Réunis pour un déjeuner à Nantes, Youssef Zouini et Emerse Faé, très bons potes d’enfance à Nantes, reviennent sur leur parcours – contrarié - respectif : l’un a passé 4 ans derrière les barreaux pour rien, l’autre a dû ranger prématurément ses crampons à 28 ans. L’un rêve désormais de cinéma, l’autre s’est reconverti comme formateur du côté de l’OGC Nice.
Avant de commencer…
À 6 heures du matin, le 1er avril 2005, Youssef Zouini dort. Dans une grosse heure, il doit se réveiller pour tenir son poste de stagiaire en alternance au H&M du centre-ville de Nantes. Mais il n’y mettra pas les pieds. Les forces de l’ordre fracassent sa porte, l’interpellent et l’envoient en garde à vue pour séquestration et braquage à main armée d’un Super U du quartier Pirmil, plus au sud, survenu le 1er novembre 2004. Pourquoi ? Un masque de Scream, « celui avec la langue qui pendouille » , retrouvé au domicile d’un des braqueurs, appartenait à Youssef, qui l’avait prêté pour une fête d’Halloween à un gamin qui l’a remis à l’un des braqueurs ensuite. Mis en examen puis préventivement à l’ombre pendant deux ans, Youssef sera condamné à 10 ans ferme par la cour d’assises de Loire-Atlantique, avant d’être innocenté par la Cour d’appel de Rennes en mai 2009. Durant cette période, Emerse Faé poursuit une carrière de footballeur professionnel du côté de Nantes, Reading puis Nice.
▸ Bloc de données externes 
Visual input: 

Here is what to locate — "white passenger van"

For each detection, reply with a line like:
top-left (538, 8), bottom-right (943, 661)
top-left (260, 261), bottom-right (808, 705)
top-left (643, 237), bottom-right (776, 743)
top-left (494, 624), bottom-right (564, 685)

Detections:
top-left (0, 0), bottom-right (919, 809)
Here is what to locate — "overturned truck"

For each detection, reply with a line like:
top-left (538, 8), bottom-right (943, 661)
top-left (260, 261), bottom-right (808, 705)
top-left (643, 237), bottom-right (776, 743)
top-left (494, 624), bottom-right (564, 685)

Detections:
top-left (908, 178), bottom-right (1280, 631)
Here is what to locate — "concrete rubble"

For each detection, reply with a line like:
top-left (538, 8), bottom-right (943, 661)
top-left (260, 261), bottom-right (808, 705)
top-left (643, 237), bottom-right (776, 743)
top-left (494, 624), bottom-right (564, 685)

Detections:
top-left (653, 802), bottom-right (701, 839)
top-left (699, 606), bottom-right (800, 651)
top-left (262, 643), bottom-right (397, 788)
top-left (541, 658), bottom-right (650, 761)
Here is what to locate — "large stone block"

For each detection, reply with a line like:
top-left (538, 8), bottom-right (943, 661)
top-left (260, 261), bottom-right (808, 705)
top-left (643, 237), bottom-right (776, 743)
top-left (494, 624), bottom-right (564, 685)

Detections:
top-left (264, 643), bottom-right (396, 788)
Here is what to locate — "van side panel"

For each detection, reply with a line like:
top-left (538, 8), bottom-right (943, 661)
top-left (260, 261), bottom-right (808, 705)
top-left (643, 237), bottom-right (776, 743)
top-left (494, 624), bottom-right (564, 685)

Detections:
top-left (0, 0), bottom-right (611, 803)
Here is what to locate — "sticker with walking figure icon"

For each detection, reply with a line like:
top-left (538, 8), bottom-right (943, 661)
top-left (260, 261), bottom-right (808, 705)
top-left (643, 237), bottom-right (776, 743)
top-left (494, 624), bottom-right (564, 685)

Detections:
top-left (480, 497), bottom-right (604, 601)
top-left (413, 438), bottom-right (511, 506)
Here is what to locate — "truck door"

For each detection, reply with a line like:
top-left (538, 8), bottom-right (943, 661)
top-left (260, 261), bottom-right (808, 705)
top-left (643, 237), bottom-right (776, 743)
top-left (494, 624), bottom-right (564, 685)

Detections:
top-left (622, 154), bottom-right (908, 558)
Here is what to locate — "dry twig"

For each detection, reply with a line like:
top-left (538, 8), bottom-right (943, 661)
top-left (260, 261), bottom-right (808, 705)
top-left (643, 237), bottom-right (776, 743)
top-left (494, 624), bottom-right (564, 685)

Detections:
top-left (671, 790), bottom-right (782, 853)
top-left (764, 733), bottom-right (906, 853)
Pourquoi avez-vous commencé à vous fréquenter ?Emerse Faé : On était tout simplement du même quartier, Malakoff, à Nantes. Youssef Zouini : On a dû commencer à être potes vers nos 6-7 ans. Regarde cette photo (équipe poussin du club de Malakoff 1991-1992, N.D.L.R.). Emerse, c’était le gardien de but, très bon, de notre équipe.
Equipe Poussins de Malakoff
EF : Mais j’ai rapidement arrêté. Ça demandait plus d’investissement financier – les gants par exemple – et je commençais aussi à me lasser dans les buts. Plonger sous la pluie, tout ça, c’était galère. Youssef jouait milieu offensif droit. YZ : J’étais trop vif.EF : Il était bon, mais con.YZ : Je regrette d’être resté dans le délire de jouer au foot au quartier. Emerse était lui toujours en train de surveiller les détections autour de chez nous.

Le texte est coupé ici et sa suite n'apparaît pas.